Profits declined by 30 percent to $128.9 million, or 30 cents a diluted share, from $184.1 million, or 41 cents, in the year-earlier period. The stepped-up advertising levels, however, boosted revenue by 17.4 percent to $3.08 billion from $2.62 billion in the prior year. Beauty sales increased 20 percent to $2.1 billion, which Jung noted was one of the biggest increases she's seen during her 15-year tenure at Avon.

For the year, net income gained 11.1 percent to $530.7 million, or $1.21 a diluted share, from $477.6 million, or $1.06, a year earlier, on revenue that climbed 13.5 percent to $9.94 billion, from $8.76 billion.

Avon's two-year restructuring effort, implemented in 2005, was marked by several rounds of layoffs and efforts to trim the product line. Chapter two will focus on sustaining top-line growth and fortifying Avon's global brand equity, said chairman and chief executive officer Andrea Jung.

In the quarter, Avon saw the upside of its multiyear turnaround plan, with all six operating regions contributing to the company's double-digit revenue growth, a 20 percent gain in beauty sales and an 11 percent increase in active representatives.

During a conference call with analysts Tuesday morning, Jung declared, "As we close out the year, I am very pleased with the progress we've made in reigniting strong top-line growth. For the full year 2007, revenues for the company increased 13 percent. That's well ahead of where we thought we would be during this first chapter of the turnaround.
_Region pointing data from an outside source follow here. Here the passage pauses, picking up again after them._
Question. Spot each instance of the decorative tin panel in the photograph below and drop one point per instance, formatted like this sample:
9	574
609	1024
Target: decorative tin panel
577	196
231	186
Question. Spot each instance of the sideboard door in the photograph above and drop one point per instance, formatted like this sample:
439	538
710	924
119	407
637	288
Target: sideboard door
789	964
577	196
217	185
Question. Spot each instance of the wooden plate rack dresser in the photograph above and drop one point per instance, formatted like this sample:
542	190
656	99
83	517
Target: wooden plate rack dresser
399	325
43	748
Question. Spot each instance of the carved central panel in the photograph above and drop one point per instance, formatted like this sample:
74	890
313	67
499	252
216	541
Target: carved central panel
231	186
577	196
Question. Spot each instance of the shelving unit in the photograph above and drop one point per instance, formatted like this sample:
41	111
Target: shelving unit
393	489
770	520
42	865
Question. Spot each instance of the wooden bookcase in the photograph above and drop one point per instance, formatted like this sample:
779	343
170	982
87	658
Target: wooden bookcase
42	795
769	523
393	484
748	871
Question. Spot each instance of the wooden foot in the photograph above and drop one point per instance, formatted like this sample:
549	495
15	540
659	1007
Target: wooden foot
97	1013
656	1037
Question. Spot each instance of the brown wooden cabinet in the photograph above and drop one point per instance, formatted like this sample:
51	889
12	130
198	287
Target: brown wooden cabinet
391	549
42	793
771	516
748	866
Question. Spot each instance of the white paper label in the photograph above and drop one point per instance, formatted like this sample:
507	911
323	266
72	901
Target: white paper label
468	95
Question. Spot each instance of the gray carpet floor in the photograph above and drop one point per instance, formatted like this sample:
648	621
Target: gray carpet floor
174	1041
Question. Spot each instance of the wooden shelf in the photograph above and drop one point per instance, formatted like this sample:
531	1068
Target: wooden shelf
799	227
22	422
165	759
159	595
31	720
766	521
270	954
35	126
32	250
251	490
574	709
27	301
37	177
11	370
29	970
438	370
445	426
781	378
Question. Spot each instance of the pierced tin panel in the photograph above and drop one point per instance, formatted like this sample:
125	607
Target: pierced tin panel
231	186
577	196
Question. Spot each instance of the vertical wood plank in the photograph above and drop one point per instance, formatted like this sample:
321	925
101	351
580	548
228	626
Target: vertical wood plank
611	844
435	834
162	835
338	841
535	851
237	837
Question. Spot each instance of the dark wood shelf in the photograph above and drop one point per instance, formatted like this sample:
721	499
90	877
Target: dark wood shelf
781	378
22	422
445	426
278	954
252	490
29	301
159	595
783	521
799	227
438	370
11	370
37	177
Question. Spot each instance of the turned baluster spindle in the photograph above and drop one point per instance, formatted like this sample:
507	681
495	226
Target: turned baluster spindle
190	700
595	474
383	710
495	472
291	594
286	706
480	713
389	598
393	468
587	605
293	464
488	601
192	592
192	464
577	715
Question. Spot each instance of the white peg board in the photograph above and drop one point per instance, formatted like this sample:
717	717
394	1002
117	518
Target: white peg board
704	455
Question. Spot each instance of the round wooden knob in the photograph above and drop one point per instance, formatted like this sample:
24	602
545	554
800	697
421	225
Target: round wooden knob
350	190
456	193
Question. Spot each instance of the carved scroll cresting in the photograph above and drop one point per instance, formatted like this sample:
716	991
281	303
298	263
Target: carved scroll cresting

The numbers tell the story of just how far we've come."

During the year, Avon spent nearly $370 million on advertising, almost triple its 2005 outlay of $136 million. Going forward, Avon's advertising levels will be more in line with its revenue growth, said Jung.

Despite a weakening economy, Avon's attempt to ratchet up the price for certain new products — including the Christian Lacroix Rouge scent for $32 and the Anew Ultimate Age Repair Elixir for $54 — worked, said Jung.She said the company's analytics revealed that Avon can successfully take price increases, particularly in fragrance and skin care. In fact, she attributed about half of the Avon fragrance business' 23 percent growth to the Lacroix scents. Jung also told analysts to expect similar alliances with designers and celebrities in the second half of the year.

Jung reiterated that Avon has entered the final stretch of its more than half-billion-dollar restructuring plan, which includes cutting 2,400 jobs over the next three years. As announced last month, the total cost of the restructuring effort will increase by $30 million to $530 million. The plan is expected to ultimately save the firm $430 million annually by 2011 to 2012, compared with the original forecast of $300 million.

Now that the restructuring phase is largely implemented, Jung said, "The turnaround plan doesn't change. It just becomes an ongoing blueprint to drive continuous changes" across the firm.

Separating Avon's fourth-quarter results by region, revenues in North America increased 2 percent to $766.5 million, on active representative growth of 3 percent. Revenue in Latin America climbed 28 percent to $989.7 million, driven by double-digit growth in the markets of Brazil and Colombia. Mexico showed strides in terms of revenue growth and the addition of active representatives. "We said that we would stabilize the business by this year and we did that," said Jung, referring to Mexico.

Revenues in western Europe, the Middle East and Africa gained 22 percent to $434.2 million due to strength in Turkey, where revenue increased by more than 50 percent, and revenue growth of more than 10 percent in the U.K.

In central and Eastern Europe, revenue rose 22 percent to $558.6 million, with Russia contributing growth in the high teens. In Asia-Pacific, revenue increased 8 percent to $239.9 million (decreasing 2 percent in local currency), and revenue in China gained 29 percent to $86.6 million.

Turning to the year ahead, Jung said, "We anticipate that revenue growth will be solidly in line with our long-term target of midsingle-digit growth."